20060611

point of view

a telling social experiment is to ask different cultures "how many colors are there in the rainbow?" e.g. Japan has seven colors in their rainbow, the US has six (ROYGBV), Germany five, Russia, the answer apparently differs from one person to another.

the actual number of colors in a rainbow is much greater than the 256 colors defined by 8 binary bits, or the 65,536 colors defined by 16-bits, or even 16,777,216 colors defined by 24-bits. the colors in a rainbow are continuos - so there are an infinite number of colors in a rainbow within the visible spectrum.

yet each culture has an answer to this question that they teach their children.

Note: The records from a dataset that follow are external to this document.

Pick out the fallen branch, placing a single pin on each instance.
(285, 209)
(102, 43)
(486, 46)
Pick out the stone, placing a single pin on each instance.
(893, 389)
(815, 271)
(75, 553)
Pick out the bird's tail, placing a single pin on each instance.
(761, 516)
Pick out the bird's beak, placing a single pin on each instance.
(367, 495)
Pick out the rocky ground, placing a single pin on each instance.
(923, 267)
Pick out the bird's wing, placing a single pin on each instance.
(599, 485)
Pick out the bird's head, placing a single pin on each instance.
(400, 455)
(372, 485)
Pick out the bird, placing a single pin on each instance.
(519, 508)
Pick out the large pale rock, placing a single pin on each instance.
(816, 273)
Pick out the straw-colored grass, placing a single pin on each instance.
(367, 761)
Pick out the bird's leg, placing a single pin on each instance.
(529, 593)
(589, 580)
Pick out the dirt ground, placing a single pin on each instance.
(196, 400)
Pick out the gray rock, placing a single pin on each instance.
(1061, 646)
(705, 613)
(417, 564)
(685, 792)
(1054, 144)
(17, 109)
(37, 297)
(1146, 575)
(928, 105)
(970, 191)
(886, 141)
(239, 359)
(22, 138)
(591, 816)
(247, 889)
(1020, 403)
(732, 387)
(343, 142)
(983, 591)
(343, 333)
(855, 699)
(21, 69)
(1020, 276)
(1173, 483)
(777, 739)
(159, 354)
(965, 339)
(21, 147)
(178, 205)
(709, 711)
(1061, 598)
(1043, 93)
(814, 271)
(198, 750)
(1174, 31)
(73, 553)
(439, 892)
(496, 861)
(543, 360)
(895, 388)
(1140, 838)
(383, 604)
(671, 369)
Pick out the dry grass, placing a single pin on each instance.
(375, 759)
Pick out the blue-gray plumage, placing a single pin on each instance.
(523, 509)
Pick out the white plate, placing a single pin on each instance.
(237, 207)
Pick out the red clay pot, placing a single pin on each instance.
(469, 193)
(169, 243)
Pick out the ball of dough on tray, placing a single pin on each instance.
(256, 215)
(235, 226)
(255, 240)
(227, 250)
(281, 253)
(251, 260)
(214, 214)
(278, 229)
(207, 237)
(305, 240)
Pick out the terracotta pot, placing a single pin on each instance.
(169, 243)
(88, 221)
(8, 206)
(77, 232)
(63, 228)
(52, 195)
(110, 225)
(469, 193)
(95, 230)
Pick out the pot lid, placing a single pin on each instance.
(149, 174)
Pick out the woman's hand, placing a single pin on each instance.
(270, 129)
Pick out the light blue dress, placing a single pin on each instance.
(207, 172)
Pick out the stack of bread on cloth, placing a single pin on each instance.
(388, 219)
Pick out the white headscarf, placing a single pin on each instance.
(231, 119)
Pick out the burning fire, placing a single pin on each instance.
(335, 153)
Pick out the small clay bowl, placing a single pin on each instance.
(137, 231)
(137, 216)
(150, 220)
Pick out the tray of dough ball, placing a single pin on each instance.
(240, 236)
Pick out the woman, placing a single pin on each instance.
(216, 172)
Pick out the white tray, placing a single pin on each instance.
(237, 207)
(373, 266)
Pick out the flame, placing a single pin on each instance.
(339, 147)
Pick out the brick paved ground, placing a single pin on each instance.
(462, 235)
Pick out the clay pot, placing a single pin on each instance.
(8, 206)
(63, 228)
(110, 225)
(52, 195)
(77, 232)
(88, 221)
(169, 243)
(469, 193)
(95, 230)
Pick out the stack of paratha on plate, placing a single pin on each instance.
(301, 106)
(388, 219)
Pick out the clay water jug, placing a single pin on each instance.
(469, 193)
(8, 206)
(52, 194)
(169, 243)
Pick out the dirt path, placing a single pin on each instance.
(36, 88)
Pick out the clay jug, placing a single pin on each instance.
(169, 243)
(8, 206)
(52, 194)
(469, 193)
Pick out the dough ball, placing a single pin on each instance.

which is right? which is wrong?

it's so big of us to see the absurdity of this right/wrong question when the issue is this trivial - and when we have a higher perspective. yet within each culture - this truth is real: e.g. what would be the seventh color in the american ROYGBV rainbow we could add? or which one should we remove to be compatible with Germany's five? consensus would be quite distant.

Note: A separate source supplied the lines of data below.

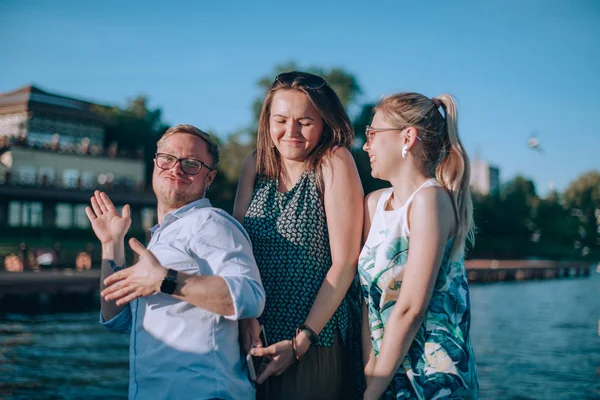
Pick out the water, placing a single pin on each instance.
(533, 340)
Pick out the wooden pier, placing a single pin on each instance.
(68, 289)
(519, 270)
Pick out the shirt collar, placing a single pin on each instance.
(181, 212)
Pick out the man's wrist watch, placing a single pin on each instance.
(170, 282)
(312, 335)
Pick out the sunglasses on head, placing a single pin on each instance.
(305, 79)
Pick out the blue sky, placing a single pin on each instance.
(515, 66)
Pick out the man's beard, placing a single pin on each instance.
(176, 200)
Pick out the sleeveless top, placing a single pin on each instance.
(440, 362)
(290, 242)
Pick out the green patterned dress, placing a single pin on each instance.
(440, 363)
(290, 241)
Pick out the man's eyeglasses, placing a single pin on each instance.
(370, 132)
(305, 79)
(190, 166)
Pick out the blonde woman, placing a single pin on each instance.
(412, 267)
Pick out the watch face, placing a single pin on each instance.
(170, 282)
(168, 286)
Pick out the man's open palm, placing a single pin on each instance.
(106, 222)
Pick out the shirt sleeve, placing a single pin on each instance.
(121, 323)
(224, 245)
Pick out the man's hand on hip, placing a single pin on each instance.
(141, 279)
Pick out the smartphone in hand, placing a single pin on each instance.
(257, 364)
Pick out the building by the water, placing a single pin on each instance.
(52, 158)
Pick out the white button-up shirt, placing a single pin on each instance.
(178, 350)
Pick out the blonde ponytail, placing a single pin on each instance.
(454, 173)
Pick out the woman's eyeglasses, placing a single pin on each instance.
(370, 132)
(190, 166)
(305, 79)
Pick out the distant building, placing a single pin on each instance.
(52, 158)
(485, 178)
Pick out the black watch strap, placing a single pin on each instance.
(170, 282)
(312, 335)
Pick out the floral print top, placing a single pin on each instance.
(440, 361)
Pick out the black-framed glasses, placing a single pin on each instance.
(190, 166)
(305, 79)
(370, 132)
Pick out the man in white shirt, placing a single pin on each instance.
(197, 278)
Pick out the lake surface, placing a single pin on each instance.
(533, 340)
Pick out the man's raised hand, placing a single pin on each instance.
(106, 222)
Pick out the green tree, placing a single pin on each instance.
(582, 201)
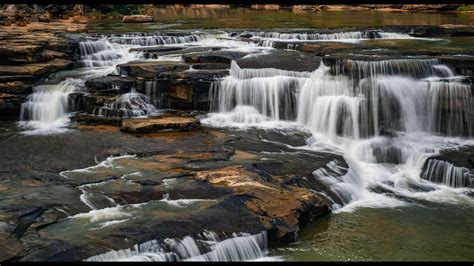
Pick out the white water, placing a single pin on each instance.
(267, 39)
(351, 112)
(48, 107)
(206, 247)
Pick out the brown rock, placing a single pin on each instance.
(36, 69)
(137, 19)
(280, 209)
(267, 7)
(150, 125)
(43, 18)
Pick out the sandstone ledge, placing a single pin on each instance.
(151, 125)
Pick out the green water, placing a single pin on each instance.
(201, 18)
(412, 233)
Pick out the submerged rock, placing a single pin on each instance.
(151, 125)
(453, 167)
(137, 19)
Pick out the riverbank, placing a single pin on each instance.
(147, 134)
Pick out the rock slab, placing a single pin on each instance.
(151, 125)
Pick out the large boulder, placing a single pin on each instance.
(157, 124)
(137, 19)
(453, 167)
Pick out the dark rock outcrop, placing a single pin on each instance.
(137, 19)
(157, 124)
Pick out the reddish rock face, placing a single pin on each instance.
(151, 125)
(137, 19)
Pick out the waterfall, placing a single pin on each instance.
(127, 105)
(206, 247)
(446, 173)
(152, 40)
(47, 107)
(385, 117)
(351, 35)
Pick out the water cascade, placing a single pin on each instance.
(206, 247)
(47, 107)
(127, 105)
(386, 117)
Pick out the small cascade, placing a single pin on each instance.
(155, 39)
(386, 117)
(206, 247)
(415, 68)
(127, 105)
(47, 107)
(446, 173)
(351, 35)
(270, 91)
(451, 108)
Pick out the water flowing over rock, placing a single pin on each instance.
(137, 19)
(372, 111)
(208, 247)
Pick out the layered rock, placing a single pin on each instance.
(26, 58)
(219, 174)
(453, 167)
(157, 124)
(137, 19)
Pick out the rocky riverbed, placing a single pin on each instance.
(128, 137)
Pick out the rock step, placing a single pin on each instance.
(157, 124)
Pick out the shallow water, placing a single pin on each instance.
(401, 224)
(425, 232)
(201, 18)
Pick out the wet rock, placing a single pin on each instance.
(97, 120)
(110, 85)
(150, 69)
(43, 18)
(285, 60)
(10, 105)
(279, 209)
(37, 69)
(223, 57)
(150, 125)
(137, 19)
(453, 167)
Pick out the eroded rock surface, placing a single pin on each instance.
(187, 180)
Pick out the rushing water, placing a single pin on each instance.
(208, 247)
(387, 118)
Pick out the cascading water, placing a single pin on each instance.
(46, 109)
(127, 105)
(267, 39)
(386, 117)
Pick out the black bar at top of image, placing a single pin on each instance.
(240, 2)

different ways to parse truth. to make finite that which is infinite.

i was traveling through Germany last week. their national color seems to be mustard yellow. concurrently, or maybe consequently - the whole rest of their color pallet is whacked to my eye. their red's are just a bit off, their blue's likewise... at least to the eye of my world-view. in taste, i think their colors are richer than the primary colors / red white and blue of my land, and i thoroughly enjoyed the differences. but i was amazed when i came across this set of houses...

to think they have the same rainbow we have!

the Death of Abu Musab al-Zarqawi

i caught a glimpse of Michael Berg's (father of Nick) reaction to the killing of Abu Musab al-Zarqawi listed side by side with world leader's reaction on BBC news... and it stood apart:
Well, my reaction is I'm sorry whenever any human being dies. Zarqawi is a human being...

...As long as people use violence to combat violence, we will always have violence.

i can no longer located this on BBC's website... (baaad BBC) but CNN does have a full interview with Michael Berg - which is well worth the read (and watching the vids). I see two tones ringing throughout the interview: religious and political - and they intertwine much as all conversations do elsewhere in the world. but i'd like to pull on just one thread...

Judaism and Islam both have the concept of an "eye for an eye" - an idea which speaks to a sense of justice - and an improvement over "many eye's for an eye". While the Christian Bible does contain many "problematic" passages (lest we get haughty) when in comes to violence (assuming for a moment we don't elevate any portion of scripture over any other portion) including the aforementioned "eye for an eye" directive and even God-sanctioned genocide - it also presents a "higher way":

my thought is this: if anyone is going to break the cycle of "justice", or is it really revenge, Christianity should be our (collective) best hope for breaking the cycle. I believe Jesus presented this as "turning the other cheek". yet - this conversation, or expectation even among christians, or from christian leadership, or from a statistically christian nation - is largely absent.

i believe there is a problem here. selah
The Bible is very easy to understand. But we Christians...pretend to be unable to understand it because we know very well that the minute we understand we are obliged to act accordingly. Take any words in the New Testament and forget everything except pledging yourself to act accordingly. My God, you will say, if I do that my whole life will be ruined. Herein lies the real place of Christian scholarship. Christian scholarship is the Church’s prodigious invention to defend itself against the Bible, to ensure that we can continue to be good Christians without the Bible coming too close.